El tatuador tomó un descanso e íbamos mientras a la cocina de mis papás; había un pato bebé deambulando por la sala y buscaba salir a la cochera que habíamos convertido en estanque. Metí los pies en el agua y acompañé al pato en sus piruetas. Me recuerdo presumiendo a mis papás los logros del pato, cuando sentí la necesidad de ir al patio.
Pasé por un par de habitaciones que no reconozco y abrí la puerta para salir. Vi al dragón revoloteando por el cielo, serpenteando hacia arriba y hacia abajo como buscando alcanzar a mis perras. Corrí hacia ellas para meterlas en casa y, a pesar de mis esfuerzos, abrió la boca y se tragó a Camila de un bocado. Giré hacia la casa, rumbo a la entrada y me paré en seco.
"No vi que la masticara", pensé. Así que llamé al dragón agitando los brazos y cuando abrió la boca hice algo que no recuerdo para hacerlo vomitar. El dragón hizo un par de arcadas y de pronto escupió a Camila, que se quedó en el piso hecha un ovillo chorreado de babas.
Corrí hacia ella, la cargué en mis brazos y la metí a la casa. Noté algunas heridas y pensé que estaba muerta, pero levantó la cabeza y comenzó a chuparme la cara.
Oí voces en la cocina y regresé para ver si podíamos continuar con el tatuaje.

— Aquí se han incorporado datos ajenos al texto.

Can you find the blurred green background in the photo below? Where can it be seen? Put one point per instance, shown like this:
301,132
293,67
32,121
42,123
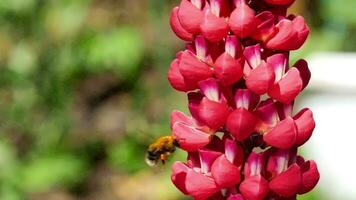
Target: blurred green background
83,91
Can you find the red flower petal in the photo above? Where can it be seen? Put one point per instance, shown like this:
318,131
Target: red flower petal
213,114
200,186
254,165
244,98
254,188
193,70
234,152
284,38
302,29
189,138
280,2
310,176
210,89
304,71
178,177
260,79
207,158
235,197
213,28
242,20
283,135
265,26
305,124
190,17
225,173
227,69
288,88
252,55
241,123
177,116
176,79
279,64
177,27
288,182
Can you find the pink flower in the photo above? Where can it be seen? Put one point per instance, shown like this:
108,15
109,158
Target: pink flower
209,106
209,171
188,132
254,186
285,177
241,90
241,122
242,19
214,26
228,66
190,67
190,15
290,34
280,2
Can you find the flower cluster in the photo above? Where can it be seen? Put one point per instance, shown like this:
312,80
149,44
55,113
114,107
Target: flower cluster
242,136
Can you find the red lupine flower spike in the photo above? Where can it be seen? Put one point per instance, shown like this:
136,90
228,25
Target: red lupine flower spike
241,92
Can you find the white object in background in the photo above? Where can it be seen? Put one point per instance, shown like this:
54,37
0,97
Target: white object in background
333,102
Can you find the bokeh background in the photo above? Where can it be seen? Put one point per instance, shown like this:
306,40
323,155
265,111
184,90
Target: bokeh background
83,91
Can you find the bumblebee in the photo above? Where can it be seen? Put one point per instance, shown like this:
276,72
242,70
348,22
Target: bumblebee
160,150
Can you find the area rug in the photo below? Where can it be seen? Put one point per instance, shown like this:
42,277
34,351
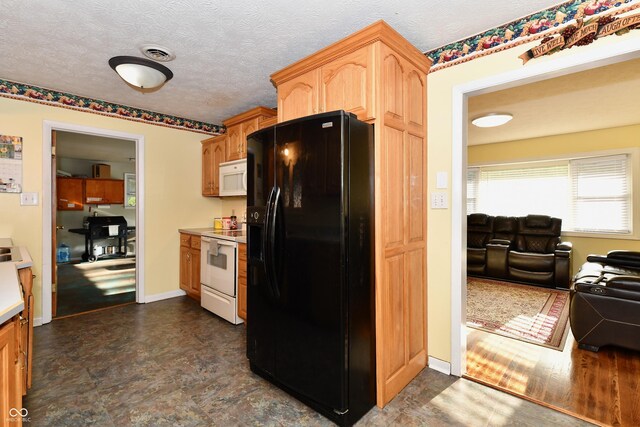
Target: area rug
527,313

Mi mamá decidió tatuarse también y esperábamos ahora las tres al tatuador que llegó corriendo y medio dormido. Vació la tinta en una cacerola y la vi hervir hasta que empezó a oler a quemado. Había echado a perder la tinta y le recriminábamos el desperdicio. Sacó de su bolsa otro bote y retomó el tatuaje de Celsy. Me recuerdo tomándola de la mano y distrayéndola para hacerla reír y distraerla del dolor.